In Aylmer, Jan Bremer (who had once been anything but religious) served faithfully as a Deacon. Jan Oldewening was an Elder. One of the congregation’s first priorities had been the building of a Christian school for their children. Both Jan Oldewening and Dirk Ryksen served on the Building Committee. Oldewening, a skilled tradesman and draughtsman, designed the first school building and later helped build it.
Engagement in church life was not limited to the parents in these families. Wiebrand Hovius was a beloved and admired leader at the young people’s group, which met weekly at the church.
Services were held twice each Sunday, with many families making the long trip there and back twice, with lunch at home in between. Services were usually held in Dutch and hymns also generally sung in Dutch. The Hovius children remember feeling slightly embarrassed about how loud and enthusiastically their father sang.

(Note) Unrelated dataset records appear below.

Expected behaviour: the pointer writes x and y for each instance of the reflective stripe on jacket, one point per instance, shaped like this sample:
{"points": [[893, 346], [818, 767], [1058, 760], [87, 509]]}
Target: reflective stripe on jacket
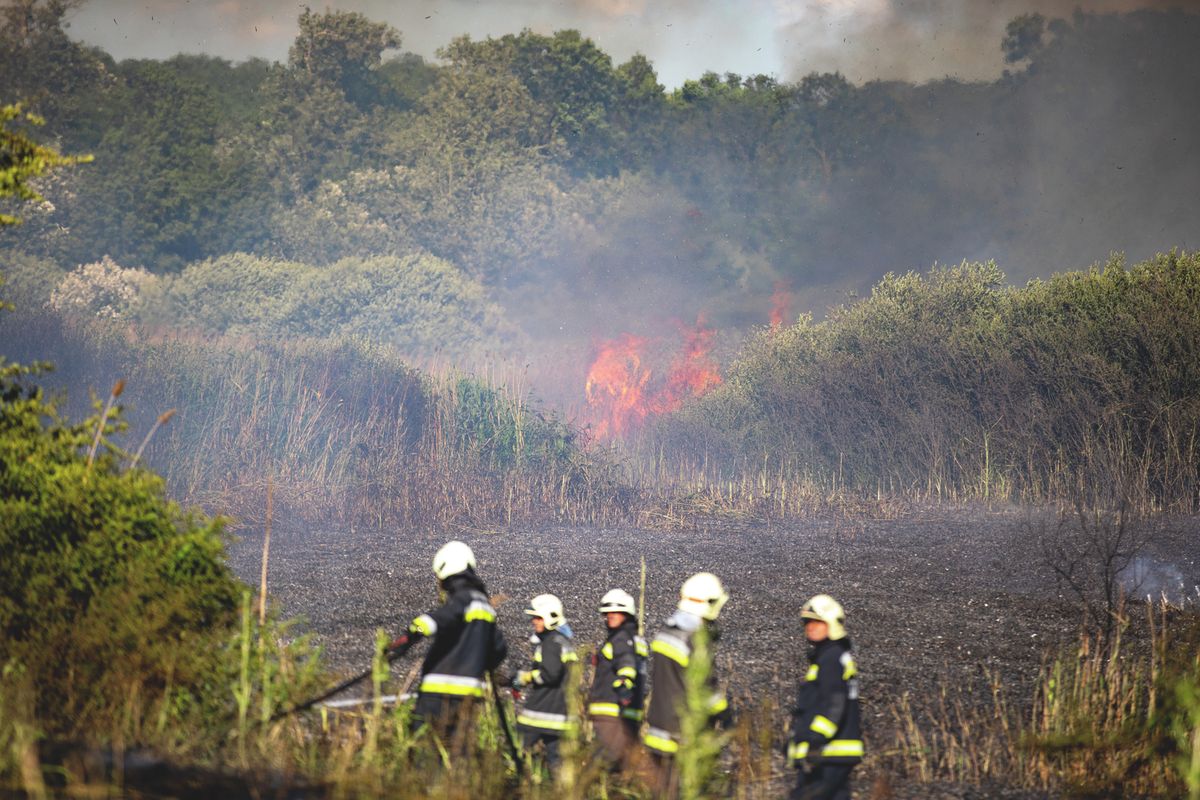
{"points": [[466, 644], [827, 719], [621, 661], [670, 656], [545, 707]]}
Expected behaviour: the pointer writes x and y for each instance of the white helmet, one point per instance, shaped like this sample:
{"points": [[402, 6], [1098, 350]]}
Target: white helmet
{"points": [[618, 600], [703, 595], [826, 609], [549, 608], [451, 559]]}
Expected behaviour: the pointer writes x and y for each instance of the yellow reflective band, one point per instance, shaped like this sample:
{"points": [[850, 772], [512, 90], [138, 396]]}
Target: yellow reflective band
{"points": [[660, 740], [438, 687], [671, 651], [823, 726], [544, 721], [478, 612], [844, 749]]}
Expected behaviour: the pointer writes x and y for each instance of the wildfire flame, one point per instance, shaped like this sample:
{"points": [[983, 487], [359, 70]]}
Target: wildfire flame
{"points": [[619, 389], [780, 301]]}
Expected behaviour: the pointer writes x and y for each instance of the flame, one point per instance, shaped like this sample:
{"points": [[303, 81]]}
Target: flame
{"points": [[780, 300], [619, 390]]}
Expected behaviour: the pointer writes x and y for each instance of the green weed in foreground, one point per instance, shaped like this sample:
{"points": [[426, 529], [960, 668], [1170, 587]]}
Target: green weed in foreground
{"points": [[1105, 721]]}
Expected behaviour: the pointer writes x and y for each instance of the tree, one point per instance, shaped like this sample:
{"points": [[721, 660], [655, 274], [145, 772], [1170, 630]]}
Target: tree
{"points": [[23, 160], [1023, 37], [343, 49]]}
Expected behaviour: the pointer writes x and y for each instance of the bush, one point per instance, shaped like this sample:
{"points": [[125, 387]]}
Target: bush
{"points": [[418, 302], [114, 597], [1083, 385]]}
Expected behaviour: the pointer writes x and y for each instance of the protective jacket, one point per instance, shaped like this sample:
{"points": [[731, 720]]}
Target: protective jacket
{"points": [[671, 654], [466, 641], [826, 722], [619, 685], [545, 707]]}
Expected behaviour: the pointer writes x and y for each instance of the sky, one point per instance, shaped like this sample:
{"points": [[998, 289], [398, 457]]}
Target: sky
{"points": [[864, 40]]}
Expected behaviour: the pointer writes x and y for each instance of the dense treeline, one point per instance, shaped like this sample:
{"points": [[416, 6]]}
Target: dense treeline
{"points": [[1084, 385], [534, 163]]}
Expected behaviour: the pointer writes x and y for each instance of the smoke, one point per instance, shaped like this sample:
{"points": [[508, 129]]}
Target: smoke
{"points": [[915, 40]]}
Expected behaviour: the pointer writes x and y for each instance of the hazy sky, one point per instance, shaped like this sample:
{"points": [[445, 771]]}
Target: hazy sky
{"points": [[916, 40]]}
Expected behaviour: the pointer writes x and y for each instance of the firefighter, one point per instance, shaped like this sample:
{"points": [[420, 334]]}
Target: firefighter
{"points": [[618, 690], [466, 645], [544, 719], [827, 738], [701, 599]]}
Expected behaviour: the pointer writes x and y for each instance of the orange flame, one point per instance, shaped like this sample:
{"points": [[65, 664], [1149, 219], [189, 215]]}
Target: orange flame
{"points": [[618, 385], [780, 300]]}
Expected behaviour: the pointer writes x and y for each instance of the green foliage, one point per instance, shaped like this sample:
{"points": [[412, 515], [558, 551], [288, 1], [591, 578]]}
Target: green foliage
{"points": [[948, 383], [22, 160], [417, 302], [109, 588]]}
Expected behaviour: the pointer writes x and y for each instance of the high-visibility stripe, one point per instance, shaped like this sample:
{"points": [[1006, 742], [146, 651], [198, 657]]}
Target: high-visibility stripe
{"points": [[544, 720], [613, 710], [844, 749], [660, 740], [479, 611], [849, 667], [459, 685], [823, 726], [681, 655]]}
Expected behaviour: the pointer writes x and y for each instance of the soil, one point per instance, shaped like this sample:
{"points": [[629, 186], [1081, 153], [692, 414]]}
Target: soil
{"points": [[935, 596]]}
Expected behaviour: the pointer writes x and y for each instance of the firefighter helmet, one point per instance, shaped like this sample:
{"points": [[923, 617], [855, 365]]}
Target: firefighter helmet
{"points": [[549, 608], [618, 600], [703, 595], [826, 609], [451, 559]]}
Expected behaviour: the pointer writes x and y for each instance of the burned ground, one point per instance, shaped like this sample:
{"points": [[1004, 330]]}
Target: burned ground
{"points": [[934, 596]]}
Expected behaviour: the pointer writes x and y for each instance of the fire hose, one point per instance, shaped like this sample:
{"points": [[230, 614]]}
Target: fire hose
{"points": [[395, 651]]}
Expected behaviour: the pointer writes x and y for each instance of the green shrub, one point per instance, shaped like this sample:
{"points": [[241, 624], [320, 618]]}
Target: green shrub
{"points": [[114, 597]]}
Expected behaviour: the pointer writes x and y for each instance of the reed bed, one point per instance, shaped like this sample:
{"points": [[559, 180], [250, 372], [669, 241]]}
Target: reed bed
{"points": [[1115, 720]]}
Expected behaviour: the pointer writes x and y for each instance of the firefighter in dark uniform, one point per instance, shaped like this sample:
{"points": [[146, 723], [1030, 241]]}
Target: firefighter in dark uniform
{"points": [[544, 719], [618, 690], [701, 599], [467, 645], [827, 734]]}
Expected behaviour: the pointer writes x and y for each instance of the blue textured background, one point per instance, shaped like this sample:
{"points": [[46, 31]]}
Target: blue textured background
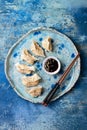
{"points": [[16, 18]]}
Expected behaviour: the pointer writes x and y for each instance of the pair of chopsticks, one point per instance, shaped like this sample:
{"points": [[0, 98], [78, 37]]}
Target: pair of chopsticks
{"points": [[48, 98]]}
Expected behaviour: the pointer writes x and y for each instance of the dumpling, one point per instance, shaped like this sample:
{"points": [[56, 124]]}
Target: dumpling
{"points": [[30, 81], [35, 91], [28, 57], [25, 69], [36, 49], [47, 44]]}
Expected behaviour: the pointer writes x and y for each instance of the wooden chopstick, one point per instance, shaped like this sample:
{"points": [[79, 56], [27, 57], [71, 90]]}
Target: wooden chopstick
{"points": [[57, 85]]}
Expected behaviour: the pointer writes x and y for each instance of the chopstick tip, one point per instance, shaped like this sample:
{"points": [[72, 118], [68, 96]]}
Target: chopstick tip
{"points": [[43, 103]]}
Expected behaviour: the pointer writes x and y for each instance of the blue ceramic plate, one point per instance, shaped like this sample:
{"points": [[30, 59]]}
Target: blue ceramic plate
{"points": [[63, 49]]}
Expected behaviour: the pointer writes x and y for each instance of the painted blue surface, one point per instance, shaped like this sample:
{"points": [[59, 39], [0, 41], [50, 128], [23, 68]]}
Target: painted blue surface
{"points": [[16, 18]]}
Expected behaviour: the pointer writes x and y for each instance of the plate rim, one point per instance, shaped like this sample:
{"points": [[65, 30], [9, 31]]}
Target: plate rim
{"points": [[19, 40]]}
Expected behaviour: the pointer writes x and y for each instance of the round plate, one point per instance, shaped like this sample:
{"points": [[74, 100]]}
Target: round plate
{"points": [[63, 49]]}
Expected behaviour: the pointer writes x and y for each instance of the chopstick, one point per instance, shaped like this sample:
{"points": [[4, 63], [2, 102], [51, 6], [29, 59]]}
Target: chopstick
{"points": [[58, 84]]}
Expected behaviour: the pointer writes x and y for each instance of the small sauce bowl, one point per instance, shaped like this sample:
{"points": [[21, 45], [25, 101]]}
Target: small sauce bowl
{"points": [[51, 65]]}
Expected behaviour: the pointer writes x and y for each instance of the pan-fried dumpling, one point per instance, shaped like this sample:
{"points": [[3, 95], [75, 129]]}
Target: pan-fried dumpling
{"points": [[25, 69], [36, 49], [35, 91], [28, 57], [47, 44], [30, 81]]}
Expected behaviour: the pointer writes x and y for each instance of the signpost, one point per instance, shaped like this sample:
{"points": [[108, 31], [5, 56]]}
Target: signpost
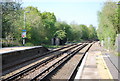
{"points": [[23, 36]]}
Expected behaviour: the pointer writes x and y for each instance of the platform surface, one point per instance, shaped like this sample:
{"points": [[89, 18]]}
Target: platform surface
{"points": [[96, 66]]}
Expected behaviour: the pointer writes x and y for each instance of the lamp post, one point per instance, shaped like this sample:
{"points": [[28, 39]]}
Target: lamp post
{"points": [[24, 31]]}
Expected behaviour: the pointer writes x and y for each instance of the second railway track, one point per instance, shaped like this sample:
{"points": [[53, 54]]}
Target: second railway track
{"points": [[23, 72], [44, 68]]}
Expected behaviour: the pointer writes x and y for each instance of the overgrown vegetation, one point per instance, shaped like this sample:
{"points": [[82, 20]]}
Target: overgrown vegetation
{"points": [[41, 26], [109, 23]]}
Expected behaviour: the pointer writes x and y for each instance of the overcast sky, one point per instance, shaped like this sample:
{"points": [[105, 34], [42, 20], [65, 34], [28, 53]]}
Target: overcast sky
{"points": [[78, 11]]}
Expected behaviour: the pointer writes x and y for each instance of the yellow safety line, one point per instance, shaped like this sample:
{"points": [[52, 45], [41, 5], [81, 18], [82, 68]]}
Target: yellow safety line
{"points": [[102, 67]]}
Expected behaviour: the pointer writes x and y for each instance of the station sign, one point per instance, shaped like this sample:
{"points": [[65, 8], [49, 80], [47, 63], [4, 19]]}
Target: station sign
{"points": [[24, 34]]}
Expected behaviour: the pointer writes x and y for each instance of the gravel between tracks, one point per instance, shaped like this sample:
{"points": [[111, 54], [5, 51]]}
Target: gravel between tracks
{"points": [[31, 63], [67, 69]]}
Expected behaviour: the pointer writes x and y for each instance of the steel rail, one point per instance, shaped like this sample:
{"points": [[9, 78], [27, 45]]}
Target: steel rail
{"points": [[56, 65]]}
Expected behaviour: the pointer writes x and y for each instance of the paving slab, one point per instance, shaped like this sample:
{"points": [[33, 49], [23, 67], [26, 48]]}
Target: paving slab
{"points": [[95, 66]]}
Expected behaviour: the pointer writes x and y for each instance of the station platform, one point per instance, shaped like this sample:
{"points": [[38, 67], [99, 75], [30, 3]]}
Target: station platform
{"points": [[11, 49], [96, 67]]}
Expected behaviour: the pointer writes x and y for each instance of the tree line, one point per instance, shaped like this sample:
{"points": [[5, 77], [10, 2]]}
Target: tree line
{"points": [[41, 26], [109, 23]]}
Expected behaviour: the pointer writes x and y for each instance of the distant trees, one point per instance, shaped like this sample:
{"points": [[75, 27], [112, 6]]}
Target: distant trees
{"points": [[109, 24], [41, 26]]}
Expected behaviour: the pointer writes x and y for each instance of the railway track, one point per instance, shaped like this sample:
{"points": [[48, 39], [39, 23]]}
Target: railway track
{"points": [[8, 68], [28, 70], [42, 75]]}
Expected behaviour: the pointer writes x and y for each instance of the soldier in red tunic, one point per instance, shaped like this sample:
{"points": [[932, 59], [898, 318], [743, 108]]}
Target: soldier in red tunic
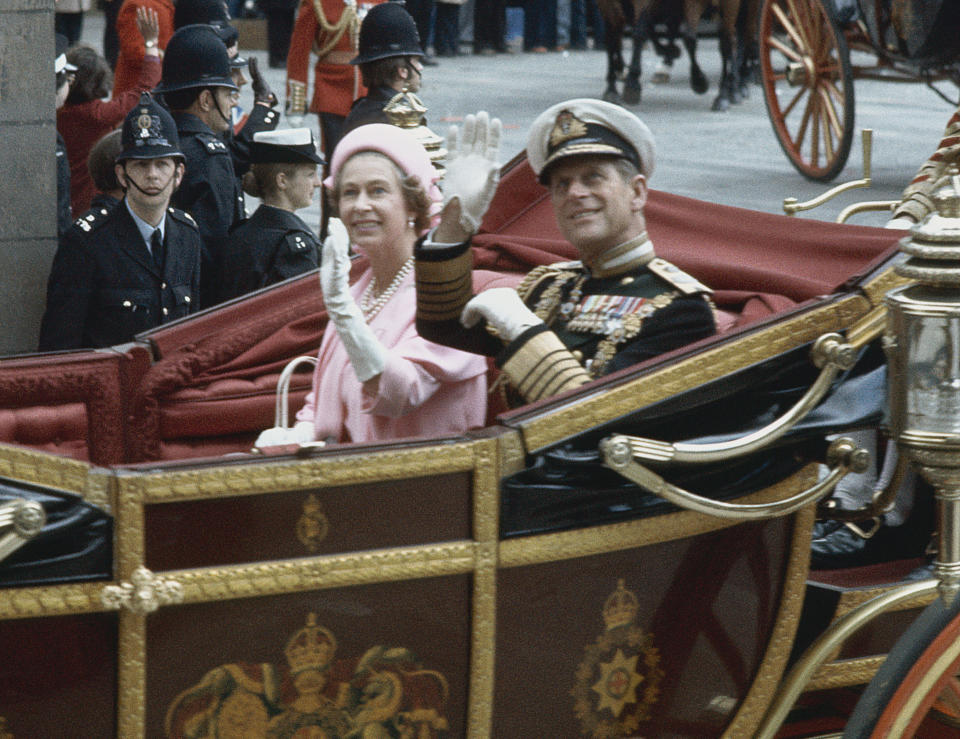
{"points": [[328, 28]]}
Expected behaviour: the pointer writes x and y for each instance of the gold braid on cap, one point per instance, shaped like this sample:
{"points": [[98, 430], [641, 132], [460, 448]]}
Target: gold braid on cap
{"points": [[348, 21]]}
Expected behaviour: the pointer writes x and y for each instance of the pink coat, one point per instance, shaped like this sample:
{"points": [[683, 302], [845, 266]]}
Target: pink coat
{"points": [[425, 390]]}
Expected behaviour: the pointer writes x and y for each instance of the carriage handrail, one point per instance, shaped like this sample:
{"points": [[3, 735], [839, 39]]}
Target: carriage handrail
{"points": [[830, 353], [842, 456], [791, 206]]}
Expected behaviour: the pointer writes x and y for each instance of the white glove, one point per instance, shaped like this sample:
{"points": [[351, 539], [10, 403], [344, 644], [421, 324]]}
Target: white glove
{"points": [[503, 310], [473, 168], [366, 353], [902, 223], [301, 433]]}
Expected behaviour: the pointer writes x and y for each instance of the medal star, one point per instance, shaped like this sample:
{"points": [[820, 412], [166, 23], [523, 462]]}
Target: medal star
{"points": [[618, 683]]}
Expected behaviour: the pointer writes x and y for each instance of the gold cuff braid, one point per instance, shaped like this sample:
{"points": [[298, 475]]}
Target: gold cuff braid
{"points": [[443, 288], [296, 98], [543, 367]]}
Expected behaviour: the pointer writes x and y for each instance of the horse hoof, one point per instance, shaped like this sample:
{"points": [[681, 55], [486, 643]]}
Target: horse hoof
{"points": [[698, 82]]}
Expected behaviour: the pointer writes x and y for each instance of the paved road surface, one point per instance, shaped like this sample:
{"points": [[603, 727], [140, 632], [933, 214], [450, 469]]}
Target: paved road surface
{"points": [[731, 158]]}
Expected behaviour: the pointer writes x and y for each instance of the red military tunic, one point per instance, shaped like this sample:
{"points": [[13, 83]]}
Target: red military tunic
{"points": [[132, 53], [329, 29]]}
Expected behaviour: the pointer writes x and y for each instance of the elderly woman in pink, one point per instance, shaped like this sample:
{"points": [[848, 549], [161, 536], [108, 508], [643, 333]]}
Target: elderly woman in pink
{"points": [[376, 378]]}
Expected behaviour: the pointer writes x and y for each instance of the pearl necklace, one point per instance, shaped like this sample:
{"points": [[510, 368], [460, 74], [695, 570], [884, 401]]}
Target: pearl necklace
{"points": [[371, 303]]}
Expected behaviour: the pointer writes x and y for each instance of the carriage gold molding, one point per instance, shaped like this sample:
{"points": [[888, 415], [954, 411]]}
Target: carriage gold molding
{"points": [[584, 413], [616, 537], [780, 644], [263, 476], [49, 470]]}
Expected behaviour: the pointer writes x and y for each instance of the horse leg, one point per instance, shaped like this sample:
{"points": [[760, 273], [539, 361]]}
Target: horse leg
{"points": [[692, 10], [729, 76], [632, 89], [749, 45]]}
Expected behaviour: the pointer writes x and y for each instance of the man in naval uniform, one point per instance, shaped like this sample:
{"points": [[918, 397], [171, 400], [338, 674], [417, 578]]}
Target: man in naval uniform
{"points": [[122, 271], [390, 62], [198, 88], [570, 322]]}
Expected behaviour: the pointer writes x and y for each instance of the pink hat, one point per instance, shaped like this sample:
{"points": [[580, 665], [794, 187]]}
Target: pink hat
{"points": [[395, 143]]}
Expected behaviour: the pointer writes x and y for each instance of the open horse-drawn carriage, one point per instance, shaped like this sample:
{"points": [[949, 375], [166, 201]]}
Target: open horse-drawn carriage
{"points": [[811, 51], [161, 580]]}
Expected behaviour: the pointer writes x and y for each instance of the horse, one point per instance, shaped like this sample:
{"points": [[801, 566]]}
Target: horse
{"points": [[738, 44]]}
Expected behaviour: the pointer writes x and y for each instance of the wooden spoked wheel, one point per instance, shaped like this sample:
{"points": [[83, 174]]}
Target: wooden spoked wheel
{"points": [[926, 702], [808, 85]]}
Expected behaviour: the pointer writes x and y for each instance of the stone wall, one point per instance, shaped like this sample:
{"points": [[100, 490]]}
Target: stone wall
{"points": [[28, 186]]}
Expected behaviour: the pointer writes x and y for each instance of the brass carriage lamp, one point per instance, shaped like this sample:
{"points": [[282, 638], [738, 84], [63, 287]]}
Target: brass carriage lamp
{"points": [[922, 342]]}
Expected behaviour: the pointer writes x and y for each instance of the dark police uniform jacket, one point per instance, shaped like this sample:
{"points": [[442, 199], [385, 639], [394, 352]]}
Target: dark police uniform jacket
{"points": [[104, 286], [593, 325], [270, 246], [210, 192]]}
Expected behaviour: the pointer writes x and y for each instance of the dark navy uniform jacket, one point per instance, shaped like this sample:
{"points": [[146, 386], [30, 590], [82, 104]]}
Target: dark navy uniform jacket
{"points": [[104, 286], [210, 192], [270, 246]]}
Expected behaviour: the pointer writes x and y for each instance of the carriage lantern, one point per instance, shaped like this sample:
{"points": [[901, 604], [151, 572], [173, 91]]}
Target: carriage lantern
{"points": [[922, 342]]}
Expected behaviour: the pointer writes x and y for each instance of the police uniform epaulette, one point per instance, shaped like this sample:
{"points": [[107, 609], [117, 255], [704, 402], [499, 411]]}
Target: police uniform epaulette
{"points": [[92, 220], [183, 217], [212, 143], [297, 241], [687, 284], [545, 271]]}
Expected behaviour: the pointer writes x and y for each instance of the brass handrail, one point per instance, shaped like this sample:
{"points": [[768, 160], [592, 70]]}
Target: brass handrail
{"points": [[830, 353], [791, 206], [842, 457]]}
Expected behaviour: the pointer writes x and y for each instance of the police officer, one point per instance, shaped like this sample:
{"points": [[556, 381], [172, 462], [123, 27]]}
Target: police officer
{"points": [[390, 61], [122, 271], [274, 244], [198, 88], [569, 322]]}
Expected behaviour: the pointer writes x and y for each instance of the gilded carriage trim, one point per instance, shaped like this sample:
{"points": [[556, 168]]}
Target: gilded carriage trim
{"points": [[320, 573], [490, 457], [51, 600], [643, 532], [850, 599], [43, 468], [132, 675], [771, 669], [712, 364], [877, 288], [845, 673], [316, 472]]}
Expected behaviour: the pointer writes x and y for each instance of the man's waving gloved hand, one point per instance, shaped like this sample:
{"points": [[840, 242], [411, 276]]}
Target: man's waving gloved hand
{"points": [[503, 310], [472, 169], [367, 355]]}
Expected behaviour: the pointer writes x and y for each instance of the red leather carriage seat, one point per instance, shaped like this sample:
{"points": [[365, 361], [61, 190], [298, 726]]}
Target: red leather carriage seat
{"points": [[72, 404]]}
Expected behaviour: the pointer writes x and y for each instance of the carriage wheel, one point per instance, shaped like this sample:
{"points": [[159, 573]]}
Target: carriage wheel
{"points": [[916, 693], [808, 85]]}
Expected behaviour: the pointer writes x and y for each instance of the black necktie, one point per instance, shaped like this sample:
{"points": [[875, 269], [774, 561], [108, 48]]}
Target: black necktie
{"points": [[156, 248]]}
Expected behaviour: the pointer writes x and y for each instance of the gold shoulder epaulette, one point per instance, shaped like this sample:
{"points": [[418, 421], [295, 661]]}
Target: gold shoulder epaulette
{"points": [[539, 274], [685, 283]]}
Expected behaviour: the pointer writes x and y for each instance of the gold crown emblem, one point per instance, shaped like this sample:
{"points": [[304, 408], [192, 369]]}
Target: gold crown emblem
{"points": [[566, 126], [310, 648], [620, 608]]}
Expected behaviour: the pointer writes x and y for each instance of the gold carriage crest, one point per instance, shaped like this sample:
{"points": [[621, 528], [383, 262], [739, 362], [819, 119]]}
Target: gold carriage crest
{"points": [[313, 524], [386, 692], [618, 681]]}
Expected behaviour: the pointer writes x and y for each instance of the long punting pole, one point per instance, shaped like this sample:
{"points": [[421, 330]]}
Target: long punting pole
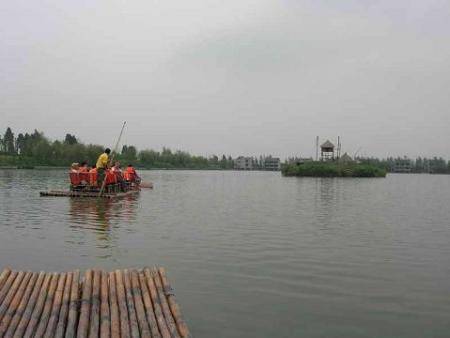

Many of the children in these families attended the Christian School, situated beside the church and sharing a fence with the local public school. In those early days, some may have felt a bit of a rivalry with the children on the other side of the fence, but those feelings changed when the both groups entered the same high school.
When the tragedy in Dresden happened, the foreman Dirk Rijksen, was living in Byron (now part of London, Ontario) where he attended the local Christian Reformed Church (now called the Talbot Street Church). Three days after the tragedy, a mass funeral was held for all six men at the Aylmer church. Both ministers churches spoke: Jan Gritter, the minister from Byron, and Joseph van de Kieft, from Aylmer. The church was overflowing. After the service, everyone followed a procession of hearses to the Aylmer Cemetary, where the five local men were buried: Wiebrand Hovius (19), his father Enne Hovius (39), Jan Bremer (43), Jan Oldewening (45), and Hendrik Drenth (58). Following the internment ceremony in Aylmer, Dirk Ryksen's body was taken to Byron for a second service and burial in Woodland Cemetery.
The Christian Reformed Church was overflowing on August 17, 1957 for the mass funeral for the six Dresden cave-in victims
The church's engagement continued after the tragedy. The congregations in Aylmer and London initiated a fundraising drive with Christian Reformed Church congregations across the continent. Through these efforts, the church was able to provide each of the widows with $3,200 to help them secure or pay down their mortgages.
Most of the people we have interviewed for this film tell us that their faith was instrumental in helping them meet the challenges of grief and economic adversity that followed the Dresden tragedy. And, when the Aylmer Christian Reformed celebrates its 75th anniversary, many of the children of those families will be there to mark the occasion and honour the role this church has played in their lives.